City workers could lose their job protection next week.
As The City struggles to provide basic services, it must close a budget deficit of $384.6 million. The deficit would have been more severe had not labor unions agreed to a two-year union labor give-back deal for the current and next fiscal years valued at about $230 million.
The deal contained a job protection provision, negotiated by the city’s largest labor union, SEIU 1021, that prohibited layoffs this fiscal year. However, if a budget report due out next month shows the deficit remains in excess of $300 million, as is expected, then the provision will be lifted and The City could begin layoffs.

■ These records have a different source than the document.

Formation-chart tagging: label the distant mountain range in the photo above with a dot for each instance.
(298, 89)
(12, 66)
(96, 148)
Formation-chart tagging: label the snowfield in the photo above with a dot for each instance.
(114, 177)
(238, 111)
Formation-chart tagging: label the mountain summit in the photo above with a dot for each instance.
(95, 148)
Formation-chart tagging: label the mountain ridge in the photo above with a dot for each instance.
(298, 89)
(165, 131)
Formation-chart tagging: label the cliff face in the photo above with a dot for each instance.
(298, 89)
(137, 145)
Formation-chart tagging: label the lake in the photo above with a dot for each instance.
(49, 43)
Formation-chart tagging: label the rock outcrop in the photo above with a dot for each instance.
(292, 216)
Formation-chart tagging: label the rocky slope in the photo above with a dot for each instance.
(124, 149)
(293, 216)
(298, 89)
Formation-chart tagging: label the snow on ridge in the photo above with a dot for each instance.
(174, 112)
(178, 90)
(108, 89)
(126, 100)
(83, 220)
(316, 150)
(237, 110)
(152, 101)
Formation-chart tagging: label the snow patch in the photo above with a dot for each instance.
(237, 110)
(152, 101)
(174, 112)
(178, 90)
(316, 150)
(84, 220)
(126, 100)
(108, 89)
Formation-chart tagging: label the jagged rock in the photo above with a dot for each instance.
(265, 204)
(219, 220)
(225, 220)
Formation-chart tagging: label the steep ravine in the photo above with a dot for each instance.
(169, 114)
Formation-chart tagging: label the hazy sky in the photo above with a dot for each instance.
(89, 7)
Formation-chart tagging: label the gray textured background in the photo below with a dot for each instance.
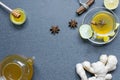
(56, 56)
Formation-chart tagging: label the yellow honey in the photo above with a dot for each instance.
(20, 20)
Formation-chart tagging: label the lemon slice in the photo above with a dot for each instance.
(111, 4)
(117, 25)
(85, 31)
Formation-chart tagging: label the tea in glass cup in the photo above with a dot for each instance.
(103, 23)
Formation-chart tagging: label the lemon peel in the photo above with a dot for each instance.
(117, 25)
(106, 38)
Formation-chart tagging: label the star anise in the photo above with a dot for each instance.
(73, 24)
(54, 30)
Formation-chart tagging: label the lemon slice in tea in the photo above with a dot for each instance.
(111, 4)
(85, 31)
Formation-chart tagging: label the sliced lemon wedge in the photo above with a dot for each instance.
(117, 25)
(111, 4)
(85, 31)
(106, 38)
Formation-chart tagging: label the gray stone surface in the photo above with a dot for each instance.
(56, 55)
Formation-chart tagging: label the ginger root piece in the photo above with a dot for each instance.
(100, 68)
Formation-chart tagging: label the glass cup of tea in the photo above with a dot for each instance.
(16, 67)
(104, 24)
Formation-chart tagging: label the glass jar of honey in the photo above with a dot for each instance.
(15, 67)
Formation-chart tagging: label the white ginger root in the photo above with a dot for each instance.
(112, 62)
(104, 58)
(81, 72)
(99, 68)
(87, 66)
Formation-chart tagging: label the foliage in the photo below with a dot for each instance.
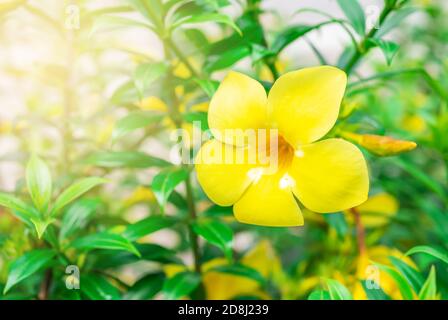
(99, 189)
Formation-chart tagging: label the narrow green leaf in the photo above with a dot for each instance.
(146, 287)
(200, 118)
(38, 179)
(374, 293)
(337, 291)
(133, 121)
(208, 86)
(355, 14)
(164, 183)
(105, 240)
(77, 217)
(96, 287)
(429, 289)
(389, 48)
(181, 285)
(126, 159)
(319, 295)
(147, 226)
(217, 233)
(436, 253)
(207, 17)
(412, 276)
(403, 285)
(226, 59)
(75, 191)
(28, 264)
(241, 270)
(111, 22)
(20, 209)
(105, 259)
(289, 35)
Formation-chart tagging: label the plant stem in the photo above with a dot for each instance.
(193, 237)
(360, 232)
(176, 117)
(362, 48)
(45, 285)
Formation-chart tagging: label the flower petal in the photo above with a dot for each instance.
(304, 104)
(330, 176)
(269, 202)
(239, 103)
(223, 178)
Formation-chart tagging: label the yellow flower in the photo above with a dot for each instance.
(376, 211)
(326, 176)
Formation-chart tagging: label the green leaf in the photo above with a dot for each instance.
(338, 222)
(38, 179)
(76, 190)
(355, 14)
(146, 287)
(207, 17)
(442, 256)
(110, 22)
(412, 276)
(241, 270)
(105, 240)
(164, 183)
(420, 175)
(319, 295)
(374, 293)
(217, 233)
(218, 211)
(28, 264)
(289, 35)
(181, 285)
(226, 59)
(133, 121)
(403, 285)
(394, 21)
(388, 48)
(197, 117)
(208, 86)
(77, 217)
(20, 209)
(148, 73)
(429, 289)
(147, 226)
(105, 259)
(126, 159)
(337, 291)
(96, 287)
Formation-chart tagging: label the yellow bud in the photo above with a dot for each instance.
(382, 146)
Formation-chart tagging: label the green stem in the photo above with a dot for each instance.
(362, 49)
(193, 237)
(360, 232)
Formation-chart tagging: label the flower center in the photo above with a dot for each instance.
(276, 152)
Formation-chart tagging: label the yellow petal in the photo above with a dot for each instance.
(239, 103)
(152, 104)
(223, 178)
(330, 176)
(269, 202)
(304, 104)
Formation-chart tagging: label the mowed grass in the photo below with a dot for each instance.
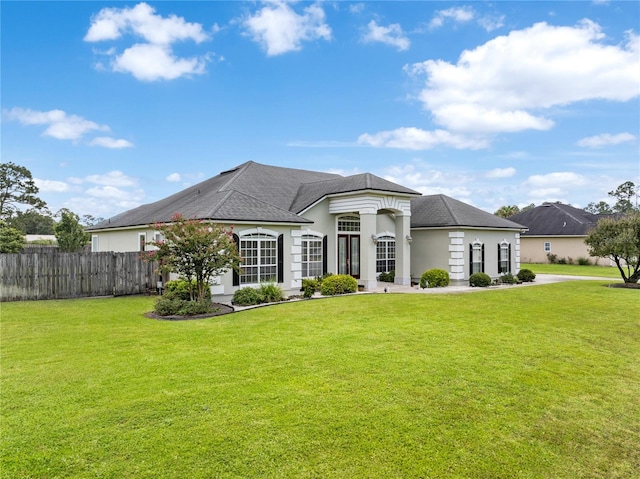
(574, 270)
(522, 382)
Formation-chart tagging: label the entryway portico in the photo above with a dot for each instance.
(358, 229)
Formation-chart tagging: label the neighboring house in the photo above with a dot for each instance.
(291, 224)
(557, 229)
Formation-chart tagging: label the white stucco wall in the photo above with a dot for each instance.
(532, 249)
(448, 249)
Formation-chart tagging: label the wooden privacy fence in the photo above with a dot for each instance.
(29, 276)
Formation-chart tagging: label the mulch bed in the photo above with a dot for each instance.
(220, 309)
(624, 285)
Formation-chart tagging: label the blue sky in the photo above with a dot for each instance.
(115, 104)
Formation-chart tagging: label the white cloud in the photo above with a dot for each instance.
(51, 186)
(606, 139)
(417, 139)
(564, 180)
(61, 125)
(501, 173)
(148, 62)
(153, 60)
(141, 20)
(390, 35)
(456, 14)
(505, 84)
(113, 178)
(279, 29)
(108, 142)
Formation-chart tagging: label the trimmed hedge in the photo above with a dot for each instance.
(480, 280)
(338, 284)
(434, 278)
(526, 275)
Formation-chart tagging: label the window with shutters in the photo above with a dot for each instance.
(385, 254)
(477, 265)
(259, 252)
(504, 258)
(312, 259)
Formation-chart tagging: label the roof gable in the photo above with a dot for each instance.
(251, 192)
(437, 211)
(556, 219)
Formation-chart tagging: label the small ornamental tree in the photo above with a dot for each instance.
(195, 250)
(70, 234)
(11, 239)
(618, 239)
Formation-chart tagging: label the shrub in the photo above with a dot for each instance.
(526, 275)
(309, 287)
(480, 280)
(434, 278)
(246, 297)
(387, 277)
(167, 306)
(270, 293)
(338, 284)
(508, 279)
(180, 289)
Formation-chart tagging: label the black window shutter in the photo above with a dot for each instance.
(325, 249)
(281, 259)
(236, 276)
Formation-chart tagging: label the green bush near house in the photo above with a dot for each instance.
(508, 278)
(479, 280)
(434, 278)
(582, 261)
(271, 293)
(526, 275)
(183, 289)
(246, 297)
(266, 293)
(338, 284)
(387, 277)
(309, 287)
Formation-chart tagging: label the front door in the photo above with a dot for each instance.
(349, 255)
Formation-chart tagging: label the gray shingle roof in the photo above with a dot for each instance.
(556, 219)
(251, 192)
(310, 193)
(437, 211)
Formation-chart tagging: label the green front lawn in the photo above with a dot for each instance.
(574, 270)
(522, 382)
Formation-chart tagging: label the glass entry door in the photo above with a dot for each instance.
(349, 255)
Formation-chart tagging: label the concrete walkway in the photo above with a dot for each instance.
(540, 279)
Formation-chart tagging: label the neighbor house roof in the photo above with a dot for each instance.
(439, 211)
(557, 219)
(252, 192)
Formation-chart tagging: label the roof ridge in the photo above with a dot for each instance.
(236, 172)
(221, 202)
(444, 199)
(581, 221)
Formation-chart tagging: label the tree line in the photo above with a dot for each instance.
(625, 197)
(23, 212)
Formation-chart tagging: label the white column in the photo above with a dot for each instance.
(403, 250)
(367, 251)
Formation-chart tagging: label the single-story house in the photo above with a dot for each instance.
(557, 229)
(292, 224)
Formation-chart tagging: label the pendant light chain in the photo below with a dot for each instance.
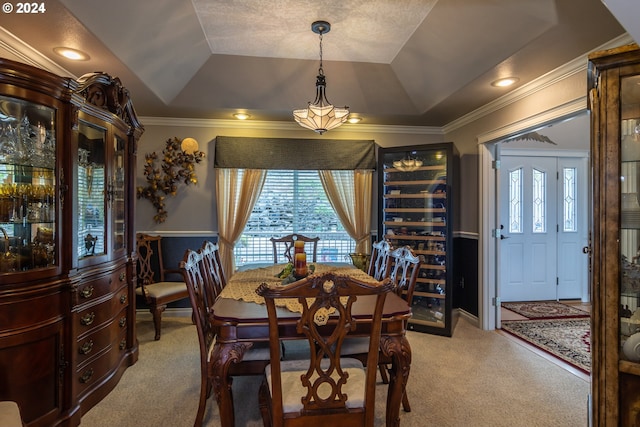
(321, 70)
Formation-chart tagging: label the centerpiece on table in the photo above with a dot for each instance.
(299, 268)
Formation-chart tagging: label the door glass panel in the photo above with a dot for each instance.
(91, 190)
(27, 185)
(629, 215)
(569, 199)
(539, 201)
(118, 193)
(515, 201)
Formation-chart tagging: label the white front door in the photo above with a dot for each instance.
(528, 228)
(542, 206)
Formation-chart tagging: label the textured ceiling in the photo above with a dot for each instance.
(403, 62)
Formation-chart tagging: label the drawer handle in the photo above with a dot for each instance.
(86, 347)
(88, 319)
(87, 292)
(86, 376)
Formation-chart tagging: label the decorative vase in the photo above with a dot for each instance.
(360, 260)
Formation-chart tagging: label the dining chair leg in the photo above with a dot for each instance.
(156, 312)
(405, 402)
(202, 404)
(383, 374)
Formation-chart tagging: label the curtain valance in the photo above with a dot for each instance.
(296, 154)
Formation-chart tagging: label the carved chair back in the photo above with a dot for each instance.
(379, 267)
(325, 388)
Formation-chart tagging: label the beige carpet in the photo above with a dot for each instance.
(477, 378)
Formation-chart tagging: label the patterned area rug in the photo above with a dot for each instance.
(544, 310)
(566, 339)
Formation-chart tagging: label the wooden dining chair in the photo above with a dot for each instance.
(202, 294)
(284, 246)
(326, 388)
(156, 293)
(213, 270)
(402, 267)
(379, 266)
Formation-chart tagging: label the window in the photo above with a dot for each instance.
(515, 201)
(293, 201)
(539, 201)
(569, 200)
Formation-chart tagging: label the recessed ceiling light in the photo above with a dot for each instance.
(507, 81)
(72, 54)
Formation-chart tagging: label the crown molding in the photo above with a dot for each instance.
(561, 112)
(578, 65)
(27, 54)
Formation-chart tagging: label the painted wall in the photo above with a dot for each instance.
(193, 209)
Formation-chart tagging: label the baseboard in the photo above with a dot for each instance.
(468, 316)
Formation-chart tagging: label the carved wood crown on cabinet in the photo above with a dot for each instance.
(67, 248)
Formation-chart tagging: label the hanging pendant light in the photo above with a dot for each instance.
(320, 116)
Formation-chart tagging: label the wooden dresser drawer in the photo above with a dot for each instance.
(96, 315)
(93, 372)
(97, 340)
(95, 288)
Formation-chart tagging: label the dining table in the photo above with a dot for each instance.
(240, 320)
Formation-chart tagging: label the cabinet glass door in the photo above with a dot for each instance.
(27, 185)
(630, 219)
(91, 190)
(118, 193)
(416, 212)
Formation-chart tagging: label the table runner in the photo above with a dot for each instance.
(243, 284)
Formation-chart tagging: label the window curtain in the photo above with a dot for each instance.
(349, 192)
(239, 199)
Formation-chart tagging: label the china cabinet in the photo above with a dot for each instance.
(67, 254)
(614, 95)
(416, 188)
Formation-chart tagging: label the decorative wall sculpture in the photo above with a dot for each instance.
(177, 166)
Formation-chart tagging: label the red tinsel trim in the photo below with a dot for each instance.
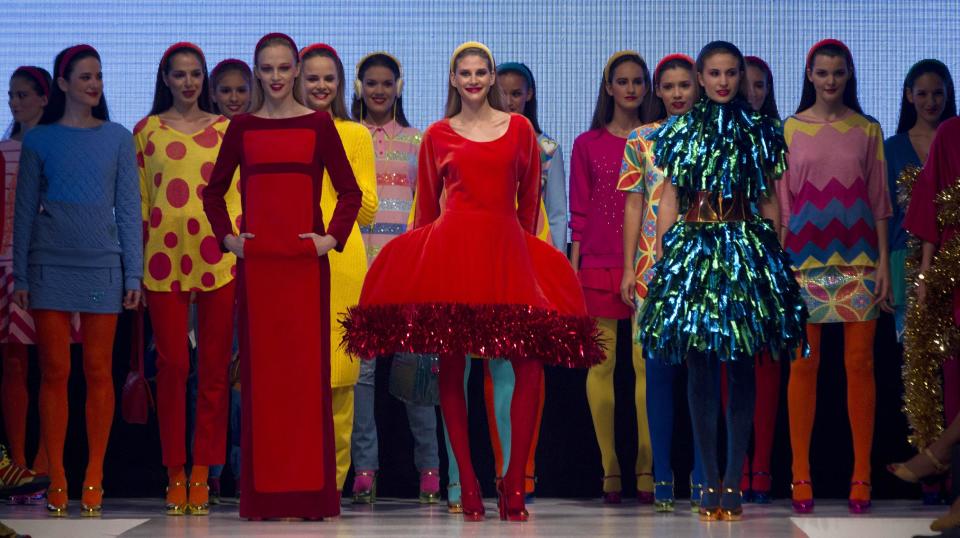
(515, 332)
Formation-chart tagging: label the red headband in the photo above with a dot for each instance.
(274, 35)
(227, 62)
(319, 46)
(70, 55)
(763, 64)
(836, 43)
(181, 45)
(37, 75)
(669, 58)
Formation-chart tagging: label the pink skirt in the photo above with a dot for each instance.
(601, 290)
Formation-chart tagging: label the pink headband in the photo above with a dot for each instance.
(835, 42)
(669, 58)
(229, 61)
(181, 45)
(319, 46)
(274, 35)
(70, 55)
(37, 75)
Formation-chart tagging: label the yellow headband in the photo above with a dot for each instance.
(616, 56)
(470, 45)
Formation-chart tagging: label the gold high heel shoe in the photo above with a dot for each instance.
(731, 514)
(901, 471)
(92, 510)
(174, 509)
(199, 508)
(709, 511)
(57, 510)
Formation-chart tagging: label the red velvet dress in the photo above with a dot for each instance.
(283, 290)
(471, 277)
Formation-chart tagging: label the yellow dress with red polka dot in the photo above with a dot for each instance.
(180, 251)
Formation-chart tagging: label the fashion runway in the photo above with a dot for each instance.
(549, 517)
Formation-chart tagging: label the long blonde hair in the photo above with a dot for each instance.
(257, 96)
(494, 96)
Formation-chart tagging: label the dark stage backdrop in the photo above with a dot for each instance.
(568, 460)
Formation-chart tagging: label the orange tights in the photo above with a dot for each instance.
(15, 402)
(53, 333)
(861, 400)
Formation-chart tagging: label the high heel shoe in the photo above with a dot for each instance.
(472, 503)
(901, 471)
(663, 497)
(91, 504)
(611, 497)
(644, 496)
(430, 486)
(731, 505)
(174, 508)
(761, 493)
(57, 502)
(365, 487)
(199, 503)
(511, 505)
(709, 504)
(696, 492)
(454, 498)
(859, 506)
(802, 505)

The budget deficit comes on the heels of larger deficits in previous years. The City closed a $522 million deficit for the current fiscal year, which began July 1, and a $575 million budget deficit the year before. Funding for street repaving, Muni, police academy classes and fire services remain a tough balancing act, and, in the past, were the subjects of heated budget battles.
Board of Supervisors Budget and Finance Committee chair Carmen Chu said she has heard of no plans for layoffs this year. And while layoffs are possible next fiscal year, she said there are other solutions such as labor groups forgoing raises.
San Francisco has 26,108 workers, down from the high of 10 years ago when The City had 28,060 employees.
Gabriel Haaland, the political director of SEIU 1021, said after years of deficits and cuts The City has already “cut so close to the bone” and more layoffs would impair its basic functioning on “a day-to-day level.”
Mayor Ed Lee, who must submit a proposed city budget to the Board of Supervisors by June 1, has not made a decision about layoffs.